La expresión constituye una indecencia. Equipara al criminal y a su víctima. Busca dar la misma consideración pública a quienes han sufrido el terrorismo -asesinados, heridos, extorsionados, exiliados- y a los terroristas que han sido detenidos por sus crímenes. Tal equiparación, que plantea igual consideración como víctimas a los asesinos y a los asesinados, sugiere un conflicto vasco que trasciende a la voluntad humana y que provoca daños en ambos lados. Quienes han decidido y perpetrado los atentados quedan así exculpados, pues no han hecho sino cumplir sus obligaciones históricas. Las víctimas, por lo mismo, adquieren connotaciones de corresponsabilidad. Lo son por lo que han hecho. Todos, en suma, serían víctimas de un mismo conflicto. Si acaso las víctimas terroristas tendrían primacía moral, pues estaban en el lado bueno de la historia, mientras que las víctimas que han sufrido el terrorismo lo habrían sido por servir al Estado opresor, por colaborar con él, por oponerse a la resolución del conflicto.

El ditirambo «víctimas del conflicto vasco» refleja el deterioro ético de sus mentores. Lo peor es que lo dicen y apenas suscita resquemores, como si fuera normal semejante anomalía. La sociedad vasca lo entiende a la primera. No es improbable que sean amplios los sectores que la aceptarían sin más, si con ella se pudiese pasar página y olvidar esta etapa de nuestra historia. Como si no hubiese pasado nada.

Pero sí ha pasado. Por eso no vale la estulticia. Es incompatible con un relato democrático, el de los hechos tal como fueron. La propia formulación del concepto quiere colar gato por liebre: en el fondo, busca que el conjunto de la sociedad vasca reconozca como víctimas a los asesinos. Ya se encargarán ellos de glorificarlos.

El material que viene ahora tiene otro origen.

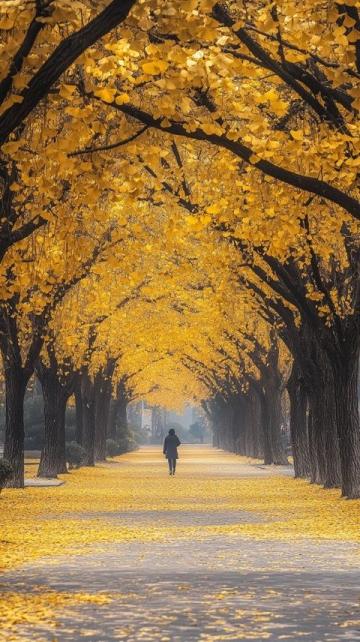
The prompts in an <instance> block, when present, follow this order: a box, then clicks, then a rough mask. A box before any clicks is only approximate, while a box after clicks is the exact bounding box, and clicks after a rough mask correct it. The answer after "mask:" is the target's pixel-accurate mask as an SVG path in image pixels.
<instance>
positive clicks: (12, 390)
mask: <svg viewBox="0 0 360 642" xmlns="http://www.w3.org/2000/svg"><path fill="white" fill-rule="evenodd" d="M4 368H5V400H6V426H5V445H4V459H6V460H7V461H8V462H9V463H10V464H11V466H12V468H13V474H12V476H11V478H10V479H9V480H8V481H7V483H6V485H7V486H10V487H13V488H23V487H24V398H25V391H26V385H27V382H28V378H27V377H25V376H24V372H23V370H22V368H21V367H17V366H16V365H13V364H11V363H9V362H8V361H7V360H5V359H4Z"/></svg>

Algo va mal en la historia (virtual) «del final del conflicto» en la que estamos metidos desde hace unos meses. En las circunstancias actuales, resulta inimaginable que se imponga socialmente el relato democrático de lo que ha sido el terrorismo, de lo que ha supuesto. Hay una parte de la sociedad vasca -Bildu tiene la cuarta parte de los votos- que, con mayor o menor intensidad pero con algún activismo, considera que los terroristas han sido los héroes; no aceptarán su condena histórica. También es muy amplio el espectro que marcó distancias respecto a las víctimas: en el periodo soberanista fue habitual que los discursos de solidaridad con éstas incluyesen reconvenciones al Estado para que se flexibilizase (o sea, que se rindiese) y referencias a los presos y a tanto sufrimiento -es el esquema que, por otra parte, ha seguido siempre la Iglesia vasca, que sigue teniendo su peso-. No hay que engañarse: los partidarios del reconocimiento a las víctimas y de la condena pública a los terroristas son minoritarios en el terreno político (confiemos que no en el humano). En estas condiciones resulta ilusorio imaginar que se acepte socialmente el discurso que condene a ETA y reconozca a sus víctimas.

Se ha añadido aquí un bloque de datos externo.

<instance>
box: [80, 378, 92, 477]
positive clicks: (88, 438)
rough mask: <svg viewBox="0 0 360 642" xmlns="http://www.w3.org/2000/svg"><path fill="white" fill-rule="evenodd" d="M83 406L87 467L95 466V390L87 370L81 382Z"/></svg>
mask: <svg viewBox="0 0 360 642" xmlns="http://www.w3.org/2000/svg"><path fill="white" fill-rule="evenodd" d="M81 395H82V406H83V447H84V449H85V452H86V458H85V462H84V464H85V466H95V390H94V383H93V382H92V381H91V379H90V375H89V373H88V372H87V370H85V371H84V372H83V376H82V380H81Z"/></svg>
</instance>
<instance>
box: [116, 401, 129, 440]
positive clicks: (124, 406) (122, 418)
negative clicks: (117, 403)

Tiene razón el Gobierno Vasco cuando afirma que si no se asume tal relato no llegará la normalidad democrática, nada quedará cerrado y todo podrá empezar de nuevo en cualquier momento. Pero, dadas las circunstancias, la consecuencia obvia del razonamiento es que la normalidad política queda todavía muy lejos. De momento, la pelea ideológica y política la han ganado sectores no democráticos, por lo que resulta ilusorio que pueda establecerse el relato democrático.

La incongruencia central de «los nuevos tiempos» -así llama Bildu a la etapa de su dominio- es que los partidos democráticos han sido derrotados por el terrorismo y su entorno, mientras piensan que han ganado la batalla. De estos polvos volverán aquellos lodos.